First Last, but Maybe Not Always

By Tom Callahan

Clemson stops Nebraska and holds off the N.C.A.A.

Unbeaten and untied, Clemson still has not had a perfect season exactly. The Tigers' record was 12-0. They won the Orange Bowl over Nebraska 22-15 New Year's night, and the wire services anointed them champions of all college football. But a National Collegiate Athletic Association probe of Clemson recruiting methods is in progress, so nobody knows whether to cheer just yet.

Except, of course, for the shouts of triumph coming from the ordinarily quiet community of Clemson in South Carolina, where people paint their faces with orange cat's feet. The Tigers' bowl performance gave them something to meow about, a persuasive blend of competent offense and elegant defense, and Nigerian David Igwebuike kicked in three field goals.

The victory left Clemson fans singing "We're Number One!" Theirs, though, is the seventh chorus of that this season. This is the year in college football when everyone seemed to be No. 1 for 15 minutes--first Michigan, then Notre Dame (which went on to its first losing record since 1963), then U.S.C., Texas, Penn State, Pittsburgh--and now with the N.C.A.A. hovering over Clemson, it almost seems no one is No. 1. An injustice has been done all right, maybe to Clemson's opponents, maybe to Clemson.

The system of justice in college athletics is as slow as any other. These things can take a couple of years. U.C.L.A., the school with the most honored initials in college basketball--U.C.L.A., like plucked strings--struck some bad notes a few years ago but is just facing the music now. For past recruiting violations, the Bruins have been pre-eliminated from the N.C.A.A. postseason tournament. Also, they were obliged to return the runner-up trophy from 1980, which prompts the awful thought of possibly one more No. 1 1981 football team yet to come, perhaps a year and a half from now.

An investigation is not an indictment, but in the cynical atmosphere of college sports, the effect is the same. If the sports world were as sweet and uncomplicated as the real world always hoped, there would be no more appealing champions than the Tigers, whose record last year was 6-5. In a happier time, the most talked-about freshman recruit might have been William Perry, an extraordinary 6-ft. 3-in., 305-lb. noseguard, known to his teammates as "the Refrigerator."

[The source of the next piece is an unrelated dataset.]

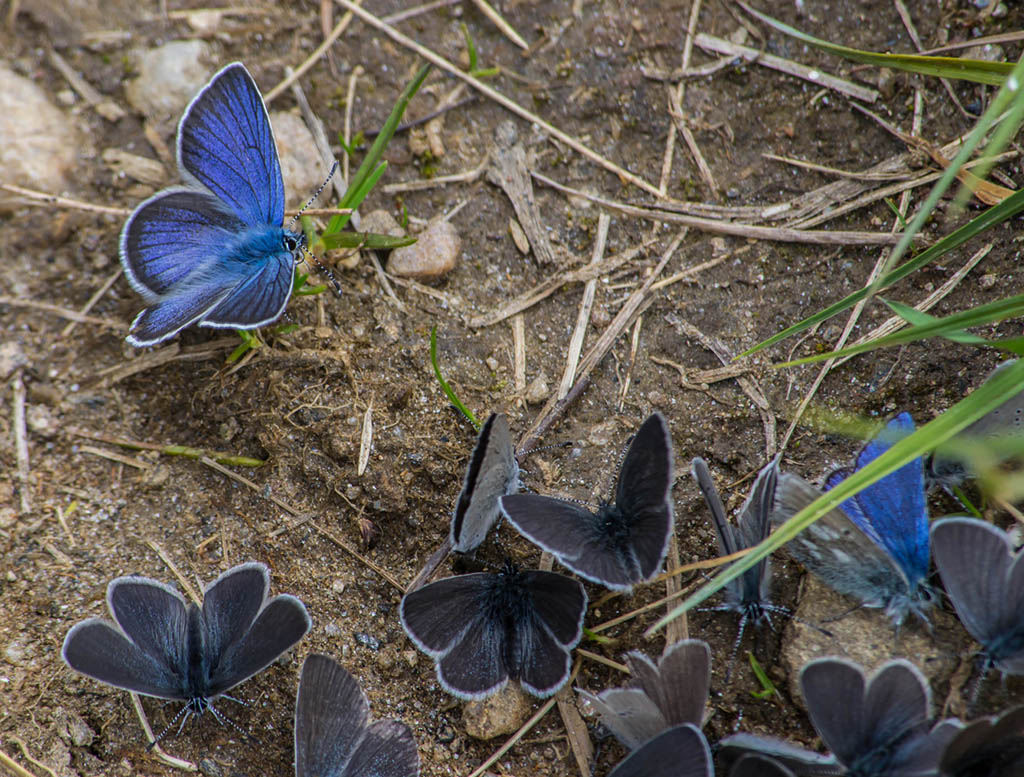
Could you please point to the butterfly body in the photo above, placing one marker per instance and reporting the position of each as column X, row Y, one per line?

But two other recruits have become more renowned than the Refrigerator and have carried more weight. James Cofer and Terry Minor, former high school teammates in Knoxville, Tenn., reneged on the "letters of intent" they signed at Clemson. Then, after fighting for their release from these standard agreements, they went public with allegations they had been paid for their signatures. Now Cofer and Minor are suing Clemson

Coach Danny Ford, among others, for $12 million in damages to their careers.

Whether or not this is even the main ground the N.C.A.A. is tracking, investigators will not say. They only acknowledge the fact of the investigation. "The N.C.A.A. has sent two men to Clemson twice," says the school's sports information director Bob Bradley, "and we haven't heard anything else from them."

The reaction of Clemson fans to the stories has been as defensive as might be expected, but the shrill response of the school's administrators was unexpected and unseemly. When ABC television followed the Washington Post into the story, educators took off against the messengers. Appearing to be more disturbed by the reporters than the reports, the president of the university, Dr. Bill Lee Atchley, went after ABC harder than anyone at Clemson seemed to be going after the answers.

Atchley complained loudly when a report of the investigation was aired Nov. 28 during halftime of the Penn State upset of No. 1 Pitt. He charged that the network was campaigning for Georgia over Clemson in the rankings and for the ABC-televised Georgia-Pitt Sugar Bowl over NBC'S Orange Bowl. Coming from a university president, this seemed a curious approach to a troubling subject. It did not improve anyone's perception of a successful football team's priorities. A few guileless words from Tiger Quarterback Homer Jordan in a magazine interview didn't help much either. An industrial-education major, Jordan described his study of materials of construction, coaching education and dairy science ("You learn about different kinds of milk, cheese, ice cream ... all the dairy products"). The Ivy League was recently kicked out of big-time college football for, in a manner of speaking, having such weak departments in dairy products.

Against this whole gloomy backdrop, the Clemson football team put on a bright show during the season, of defense mostly. At one point, Tiger opponents (Georgia among them) went 18 quarters between touchdowns. In that 13-3 Georgia game, the Bulldogs' only regular-season loss in two years, they turned the ball over to the Tigers nine times; then they turned over the national championship.

At 33, Ford is a young head coach, who checked in for the job by winning the 1978 Gator Bowl, the same game in which Ohio State's Woody Hayes punched out. Ford played for Bear Bryant at Alabama and later coached under him. His explanation for the improvement of his team is entirely Bearlike: "I didn't make as many mistakes this year as I did last year."

He is not very talkative about the N.C.A.A. trouble. Clemson's on-field defense has been exceptional. The strength of its off-field defense will be tested in the months ahead.